The study follows up on a similar 2004 meta-analysis (a study that pools trials together) conducted by the same researchers that probed overall deaths related to age and HRT. That study found 39 percent fewer deaths among women who began HRT before 60, compared with women of the same age given a placebo or no treatment.
Not Enough Data
"In the earlier study, we did not have enough data to evaluate cardiac death, only total death," said astrophysicist Edwin Salpeter, the J.G. White Distinguished Professor of Physical Sciences Emeritus at Cornell, who has more recently focused his attention on medical statistics and led the statistical analysis in the study.
Various reports on the risks and benefits of HRT have generated confusion for women, Salpeter said. One reason is because the Women's Health Initiative – a long-term national health study focused on strategies for preventing heart disease, breast and colorectal cancer, and fractures in postmenopausal women – had initially reported that HRT was linked to more heart attacks when they analyzed the sample as a whole, in women with a mean age of 63 years, rather than breaking down women's ages after menopause.
This is important because younger women may respond differently to HRT than older women.
Since then, the WHI researchers have provided data for coronary heart disease events for younger and older women separately.
Salpeter and his colleagues, including his daughter, lead author Shelley Salpeter, a clinical professor of medicine at Stanford's School of Medicine and a physician at Santa Clara Valley Medical Center in San Jose, Calif., included the new WHI data in their larger analysis.
"We pooled the data from the two WHI trials for younger women with all other randomized placebo-controlled trials and found a statistically significant 32 percent reduction in coronary heart disease events for women who start treatment in their 50s," said lead author Salpeter.
A paper published by the two Salpeters and colleagues in Diabetes Obesity and Metabolism may offer a clue as to why younger and older women may respond to HRT in different ways.

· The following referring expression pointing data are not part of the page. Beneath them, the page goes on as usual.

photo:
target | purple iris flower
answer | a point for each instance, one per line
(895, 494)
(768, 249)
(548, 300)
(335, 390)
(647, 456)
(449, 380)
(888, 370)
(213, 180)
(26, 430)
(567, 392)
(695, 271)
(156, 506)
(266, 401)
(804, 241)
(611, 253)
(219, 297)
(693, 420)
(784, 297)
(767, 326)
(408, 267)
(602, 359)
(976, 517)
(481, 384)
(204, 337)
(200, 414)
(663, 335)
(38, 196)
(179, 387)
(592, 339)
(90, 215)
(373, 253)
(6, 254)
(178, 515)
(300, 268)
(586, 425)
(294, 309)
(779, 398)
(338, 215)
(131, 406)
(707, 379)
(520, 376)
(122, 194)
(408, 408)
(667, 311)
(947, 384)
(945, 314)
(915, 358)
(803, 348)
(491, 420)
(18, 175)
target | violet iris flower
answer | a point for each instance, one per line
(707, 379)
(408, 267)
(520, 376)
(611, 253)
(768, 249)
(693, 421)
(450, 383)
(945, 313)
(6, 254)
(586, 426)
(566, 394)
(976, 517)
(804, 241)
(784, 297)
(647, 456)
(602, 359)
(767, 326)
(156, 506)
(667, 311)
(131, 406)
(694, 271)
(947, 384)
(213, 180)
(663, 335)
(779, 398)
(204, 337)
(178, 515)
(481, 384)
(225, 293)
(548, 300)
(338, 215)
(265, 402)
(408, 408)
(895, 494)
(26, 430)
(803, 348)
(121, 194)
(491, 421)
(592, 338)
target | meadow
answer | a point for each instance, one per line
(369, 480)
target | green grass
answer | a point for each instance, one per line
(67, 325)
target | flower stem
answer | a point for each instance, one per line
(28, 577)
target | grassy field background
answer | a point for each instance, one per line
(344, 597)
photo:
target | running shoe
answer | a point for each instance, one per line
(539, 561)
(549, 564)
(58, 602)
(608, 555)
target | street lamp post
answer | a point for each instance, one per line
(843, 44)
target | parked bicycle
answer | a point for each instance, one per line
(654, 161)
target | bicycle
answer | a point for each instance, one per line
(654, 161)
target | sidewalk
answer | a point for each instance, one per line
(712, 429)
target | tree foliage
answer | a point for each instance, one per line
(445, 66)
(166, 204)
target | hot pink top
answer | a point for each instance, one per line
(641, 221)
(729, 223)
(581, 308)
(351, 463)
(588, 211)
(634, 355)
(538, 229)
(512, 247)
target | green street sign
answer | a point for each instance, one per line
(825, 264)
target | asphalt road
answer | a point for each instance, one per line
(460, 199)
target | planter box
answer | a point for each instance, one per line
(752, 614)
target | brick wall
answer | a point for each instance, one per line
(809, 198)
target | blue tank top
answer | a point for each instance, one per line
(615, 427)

That study found that HRT significantly reduces the risk of diabetes compared with placebo but increases the levels of a protein associated with inflammation in the body.
This may reduce heart attacks in younger women without heart disease but increase the risks for older women who already have cardiovascular disease.
The most recent study shows that HRT reduces coronary heart disease events in women who start treatment shortly after menopause. Yet, other studies suggest that HRT increases the risk of breast cancer but reduces the risk of colorectal cancer.
Thus, younger postmenopausal women need to consult their physicians and weigh their medical histories to decide whether HRT is right for them, said Cornell's Salpeter.